Thank you a lot! Zane

amcdavid commented 7 years ago

The contrast0 vs contrast1 business is because of the two-part model. I agree it's a bit convoluted, but there's not any way around it (at least with the current way the model is parametrized..I am in the process of experimenting with easier parameterizations.) . Note in your case, you can get all of this with a one liner:

summary(zlmfit, doLRT=TRUE)

See ?summary,ZlmFit-method for details. Otherwise, if you want to do it manually, you should just run the defaults with getLogFC, which as the help indicates:

contrast1: matrix of coefficients giving comparison contrasts, or a ‘Hypothesis’. If missing, then all non-(Intercept) coefficients are compared.

kliesis commented 7 years ago

but how can one do a direct comparison between 2 groups of which NONE is the intercept only using summary function? if I extract the lrt$datatable then under the column "contrast" there are single comparisons of the single groups vs. intercept, but not between the different non-intercept groups of interest. so can I really get all possible comparisons only with this one liner?
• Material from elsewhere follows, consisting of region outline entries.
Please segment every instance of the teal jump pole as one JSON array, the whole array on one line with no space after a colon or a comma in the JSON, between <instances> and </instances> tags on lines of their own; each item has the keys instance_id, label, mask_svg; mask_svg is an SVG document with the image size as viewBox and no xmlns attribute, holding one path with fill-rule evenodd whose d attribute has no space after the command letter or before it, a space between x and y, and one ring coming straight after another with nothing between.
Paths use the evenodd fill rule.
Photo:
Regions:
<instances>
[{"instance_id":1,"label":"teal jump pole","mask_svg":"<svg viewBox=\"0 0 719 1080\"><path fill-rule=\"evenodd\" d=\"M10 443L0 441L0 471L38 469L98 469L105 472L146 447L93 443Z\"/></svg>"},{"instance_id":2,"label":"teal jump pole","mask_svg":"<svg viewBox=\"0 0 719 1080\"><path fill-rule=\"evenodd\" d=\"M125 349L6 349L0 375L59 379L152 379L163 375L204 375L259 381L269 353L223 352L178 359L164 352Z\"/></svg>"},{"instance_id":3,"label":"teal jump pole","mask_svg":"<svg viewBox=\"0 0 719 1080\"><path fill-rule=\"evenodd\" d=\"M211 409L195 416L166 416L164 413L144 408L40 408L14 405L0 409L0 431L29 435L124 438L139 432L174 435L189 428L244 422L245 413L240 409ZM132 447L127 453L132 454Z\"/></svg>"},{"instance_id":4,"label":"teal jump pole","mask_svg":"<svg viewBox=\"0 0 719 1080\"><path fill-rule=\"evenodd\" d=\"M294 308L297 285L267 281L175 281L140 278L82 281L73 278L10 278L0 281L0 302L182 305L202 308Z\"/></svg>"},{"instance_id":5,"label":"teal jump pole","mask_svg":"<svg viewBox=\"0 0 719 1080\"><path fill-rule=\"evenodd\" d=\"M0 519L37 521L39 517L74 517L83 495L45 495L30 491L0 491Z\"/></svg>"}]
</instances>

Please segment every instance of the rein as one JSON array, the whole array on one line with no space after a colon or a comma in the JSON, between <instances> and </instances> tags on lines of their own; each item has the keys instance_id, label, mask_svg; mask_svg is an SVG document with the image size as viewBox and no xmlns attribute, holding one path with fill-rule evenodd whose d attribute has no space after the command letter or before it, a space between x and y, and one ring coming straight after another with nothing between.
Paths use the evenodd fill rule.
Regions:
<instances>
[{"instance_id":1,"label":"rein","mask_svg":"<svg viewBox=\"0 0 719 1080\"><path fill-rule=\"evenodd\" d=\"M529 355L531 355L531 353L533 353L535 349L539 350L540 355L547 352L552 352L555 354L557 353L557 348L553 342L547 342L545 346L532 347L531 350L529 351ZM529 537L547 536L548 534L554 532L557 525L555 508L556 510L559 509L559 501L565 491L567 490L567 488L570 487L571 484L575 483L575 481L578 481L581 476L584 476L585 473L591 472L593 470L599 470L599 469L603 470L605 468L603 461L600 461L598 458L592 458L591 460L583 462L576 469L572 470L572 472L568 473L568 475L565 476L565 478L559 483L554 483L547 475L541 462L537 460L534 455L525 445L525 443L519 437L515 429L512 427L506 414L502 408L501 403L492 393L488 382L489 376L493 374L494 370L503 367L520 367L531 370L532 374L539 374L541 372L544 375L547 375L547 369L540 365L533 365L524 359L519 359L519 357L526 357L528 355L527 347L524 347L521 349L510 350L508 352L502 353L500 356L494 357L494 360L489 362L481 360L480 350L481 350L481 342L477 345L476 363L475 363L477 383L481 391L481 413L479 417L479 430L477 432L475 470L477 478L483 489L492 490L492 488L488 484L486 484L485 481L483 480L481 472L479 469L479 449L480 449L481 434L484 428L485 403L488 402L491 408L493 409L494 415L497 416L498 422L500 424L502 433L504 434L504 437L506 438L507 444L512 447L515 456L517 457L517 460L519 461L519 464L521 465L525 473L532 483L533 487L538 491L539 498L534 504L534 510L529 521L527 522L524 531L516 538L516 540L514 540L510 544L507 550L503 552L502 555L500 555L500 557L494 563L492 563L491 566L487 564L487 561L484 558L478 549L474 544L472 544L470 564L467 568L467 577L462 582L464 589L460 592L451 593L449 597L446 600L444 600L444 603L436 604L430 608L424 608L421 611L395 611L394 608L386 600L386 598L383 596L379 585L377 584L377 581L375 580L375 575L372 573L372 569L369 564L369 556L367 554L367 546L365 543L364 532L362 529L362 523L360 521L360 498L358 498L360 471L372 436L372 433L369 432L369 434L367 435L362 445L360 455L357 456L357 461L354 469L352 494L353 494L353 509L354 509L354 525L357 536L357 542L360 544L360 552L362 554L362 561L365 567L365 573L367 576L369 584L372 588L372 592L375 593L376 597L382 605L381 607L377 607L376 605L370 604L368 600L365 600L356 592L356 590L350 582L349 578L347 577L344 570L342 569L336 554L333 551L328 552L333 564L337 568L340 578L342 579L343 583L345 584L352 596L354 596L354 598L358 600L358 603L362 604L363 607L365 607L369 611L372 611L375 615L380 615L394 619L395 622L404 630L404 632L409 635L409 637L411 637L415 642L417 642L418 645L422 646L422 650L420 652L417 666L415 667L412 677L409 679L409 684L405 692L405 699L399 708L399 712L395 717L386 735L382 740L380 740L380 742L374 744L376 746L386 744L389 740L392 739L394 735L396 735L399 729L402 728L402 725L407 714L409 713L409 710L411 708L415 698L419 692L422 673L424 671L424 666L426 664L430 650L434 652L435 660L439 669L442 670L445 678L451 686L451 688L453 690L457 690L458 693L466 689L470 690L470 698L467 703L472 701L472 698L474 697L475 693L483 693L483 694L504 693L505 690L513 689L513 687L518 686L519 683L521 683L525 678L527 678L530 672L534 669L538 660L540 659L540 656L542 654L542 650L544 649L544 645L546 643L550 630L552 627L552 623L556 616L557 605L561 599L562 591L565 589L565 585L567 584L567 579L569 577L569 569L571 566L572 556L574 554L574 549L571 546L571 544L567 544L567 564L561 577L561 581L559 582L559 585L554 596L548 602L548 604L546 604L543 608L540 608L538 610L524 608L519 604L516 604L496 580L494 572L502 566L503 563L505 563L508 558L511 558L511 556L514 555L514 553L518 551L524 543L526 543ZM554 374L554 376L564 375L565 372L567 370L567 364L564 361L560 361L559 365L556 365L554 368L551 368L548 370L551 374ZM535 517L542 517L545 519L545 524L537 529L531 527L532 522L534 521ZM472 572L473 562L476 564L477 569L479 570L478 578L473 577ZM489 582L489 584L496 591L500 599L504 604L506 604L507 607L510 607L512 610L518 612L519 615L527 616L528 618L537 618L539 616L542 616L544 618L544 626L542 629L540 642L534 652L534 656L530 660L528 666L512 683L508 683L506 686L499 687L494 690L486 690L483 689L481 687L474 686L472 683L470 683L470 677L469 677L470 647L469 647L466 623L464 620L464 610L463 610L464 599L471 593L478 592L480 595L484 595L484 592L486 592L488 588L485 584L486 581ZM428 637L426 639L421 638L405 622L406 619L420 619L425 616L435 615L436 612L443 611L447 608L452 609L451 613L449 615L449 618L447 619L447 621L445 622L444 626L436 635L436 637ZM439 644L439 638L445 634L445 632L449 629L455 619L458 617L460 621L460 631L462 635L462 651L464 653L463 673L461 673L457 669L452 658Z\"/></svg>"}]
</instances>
amcdavid commented 7 years ago

I think I understand. You want all pairwise comparison of groups. In this case, it will be simpler to drop the intercept so that you estimate the means per group.

library(MAST)
data(vbetaFA)
#The special characters in the labels can cause problems with the following
fct = factor(colData(vbetaFA)$Population)
levels(fct) = LETTERS[1:6]
colData(vbetaFA)$Population  = fct
#take CDR z-scores
colData(vbetaFA)$cdr = scale(colSums(assay(vbetaFA)>0))
#Or set these manually as a matrix
 #No intercept, coefficients give the per group estimates
zfit = zlm( ~Population + cdr+0, data=vbetaFA)
#Everything except CDR
coefLevels = colnames(coef(zfit, 'D'))
popsToCompare = setdiff(coefLevels, 'cdr')
popPairs = combn(popsToCompare, 2)
lr_out = lfc_out = list()
for(j in 1:ncol(popPairs)){
h_test = Hypothesis(paste0(popPairs[1,j], '-', popPairs[2,j]))
lr_out[[j]] = lrTest(zfit, h_test)
#Workaround for a bug with single-entry contrasts
cnt0 = t(Hypothesis(popPairs[1,j], terms=coefLevels)@contrastMatrix)
cnt1 = Hypothesis(popPairs[2,j], terms=coefLevels)@contrastMatrix
lfc_out[[j]] = getLogFC(zfit, contrast0=cnt0, contrast1=cnt1) #you will get NAs for subsets where either one or the other group had no detectable cells
}
roryk commented 7 years ago

Thank you, I couldn't figure out how to do this either.

kliesis commented 7 years ago

THANK YOU SO MUCH, THIS IS EXACTLY WHAT I NEEDED! awesome!

and sorry, I guess the way how I expressed myself was not the best one, I am still quite new to this field. Cheers!